Net written premiums increased by 7% YoY, with very strong growth in commercial liability segments. The underwriting combined ratio showed modest improvement to 97.1%, with the change tied to expense and policyholder dividend ratio improvement.

The calendar year loss ratio increased in 1H21, with wide divergence in commercial and -personal lines results. Reported industry direct loss ratios show strong improvement in other liability and commercial auto segments.

Personal auto results materially deteriorated as driving activity and claims frequency normalise from unusual pandemic-influenced declines in 2020, while homeowners segment weakness reflect unusually high first-quarter winter storm losses.

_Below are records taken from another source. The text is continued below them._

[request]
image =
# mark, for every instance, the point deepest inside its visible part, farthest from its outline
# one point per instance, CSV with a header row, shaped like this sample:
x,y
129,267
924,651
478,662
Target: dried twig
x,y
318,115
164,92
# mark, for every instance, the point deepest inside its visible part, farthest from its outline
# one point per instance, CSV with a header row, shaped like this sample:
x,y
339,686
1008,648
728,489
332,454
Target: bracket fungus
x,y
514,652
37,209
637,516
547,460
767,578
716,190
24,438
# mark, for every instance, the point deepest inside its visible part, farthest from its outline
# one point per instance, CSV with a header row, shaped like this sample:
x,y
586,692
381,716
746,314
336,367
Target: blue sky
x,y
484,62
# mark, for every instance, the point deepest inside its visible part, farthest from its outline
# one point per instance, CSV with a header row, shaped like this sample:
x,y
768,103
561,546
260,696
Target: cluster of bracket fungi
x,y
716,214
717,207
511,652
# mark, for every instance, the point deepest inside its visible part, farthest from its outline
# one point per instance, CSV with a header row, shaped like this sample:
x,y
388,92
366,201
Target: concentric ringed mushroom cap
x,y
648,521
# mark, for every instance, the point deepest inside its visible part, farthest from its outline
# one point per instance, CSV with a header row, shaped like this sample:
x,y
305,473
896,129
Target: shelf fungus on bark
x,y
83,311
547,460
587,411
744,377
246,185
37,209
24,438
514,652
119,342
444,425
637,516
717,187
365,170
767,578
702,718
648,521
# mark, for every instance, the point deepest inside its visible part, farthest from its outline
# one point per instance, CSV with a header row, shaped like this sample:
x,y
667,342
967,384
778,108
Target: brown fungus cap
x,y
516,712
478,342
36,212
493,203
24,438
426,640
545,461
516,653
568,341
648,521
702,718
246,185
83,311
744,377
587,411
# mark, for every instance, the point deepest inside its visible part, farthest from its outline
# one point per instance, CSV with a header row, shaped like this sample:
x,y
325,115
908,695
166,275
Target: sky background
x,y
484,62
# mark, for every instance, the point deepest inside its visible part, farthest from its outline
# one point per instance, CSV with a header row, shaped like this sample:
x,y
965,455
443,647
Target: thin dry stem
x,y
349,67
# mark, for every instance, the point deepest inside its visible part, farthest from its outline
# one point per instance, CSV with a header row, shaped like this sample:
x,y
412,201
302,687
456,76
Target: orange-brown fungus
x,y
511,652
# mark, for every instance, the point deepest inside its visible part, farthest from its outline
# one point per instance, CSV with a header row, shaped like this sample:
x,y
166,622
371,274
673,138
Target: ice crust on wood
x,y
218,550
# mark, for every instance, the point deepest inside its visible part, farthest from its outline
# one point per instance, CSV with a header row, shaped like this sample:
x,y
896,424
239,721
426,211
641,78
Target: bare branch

The full-year industry combined ratio and ROS is anticipated to approximate midyear levels. Personal and commercial lines underwriting performance will likely diverge further in the second half of 2021.

Personal auto pricing actions are likely to lag deterioration in loss experience. The homeowner lines face further potential catastrophe-related insured losses on top of the $20 billion-$30 billion estimates by modelling firms for Hurricane Ida.

Statutory earnings growth and an 18% increase in industry policyholders’ surplus over the past 12 months to a level approaching $1 trillion are partly a function of favourable investment returns on equity and alternative investments and stable credit market conditions.

Surplus growth and improving capital adequacy measures are positive factors supporting ratings stability for covered insurers.

These factors also enhance insurers’ ability to withstand future volatility from events such as natural catastrophes, equity market correction, or reserve deficiencies emerging from a higher inflation environment.